June 7th, 2010

VB XML Cookbook, Recipe 7: Enumerating Large XML Files (Doug Rothaus)

VB XML Cookbook, Recipe 7: Enumerating Large XML Files (Doug Rothaus)

It’s been a while since I wrote one of these XML cookbook entries. Here’s some info on a common problem: Really big XML files.

I’m going to show you two things in this recipe. The first is a tip on reading very large XML files while still being able to use XML Axis Properties. The second is how to do make it available to LINQ queries by exposing it as IEnumerable.

Reading a Large XML File

If you’re new to working with XML, there’s something important that you need to know. That is, when you load an XML file into an in-memory document, the entire file gets loaded into memory. When working with small XML files, which is often the case, this is no big deal. In fact, it’s rather convenient. However, if you are working with an extremely large XML file, this is a big problem. I recently wrote some code to read through a bunch of XML files, not realizing that one of them was over half a gigabyte! My code loaded the entire file into memory using the XDocument.Load() method—well, it tried to at least. Needless to say, when I hit the huge file, my app did not perform well.

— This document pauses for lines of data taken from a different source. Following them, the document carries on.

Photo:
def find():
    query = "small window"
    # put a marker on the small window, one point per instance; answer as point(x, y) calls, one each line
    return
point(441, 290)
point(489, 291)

How do you read an enormous XML file then? You use the XmlReader class, which has been around since the first release of the .NET Framework. It reads through an XML file, but simply places a pointer on the current XML element or attribute as you go through the file. As you read through the file with the XmlReader object, you can examine the current XML, decide if you are interested in it, process it, discard it, and move on to the next part of the file. The important thing is that you can minimize how much memory is utilized at any one time in your app.

Take heed: you still need to be aware of how you are reading through the file. If you open an XmlReader, read to the root element, then load that entire element into memory you haven’t solved anything.

Now you may be saying that if you use an XmlReader object, you don’t get all of the cool functionality of XML Axis Properties. That’s true, and that’s why there’s a ReadFrom method that reads the XML from your XmlReader into an XNode, which you can then cast as an XElement object and make use of all of the VB XML juicy goodness. Using an XmlReader and the ReadFrom method together ensures that you only use as much memory as the largest XML element that you load.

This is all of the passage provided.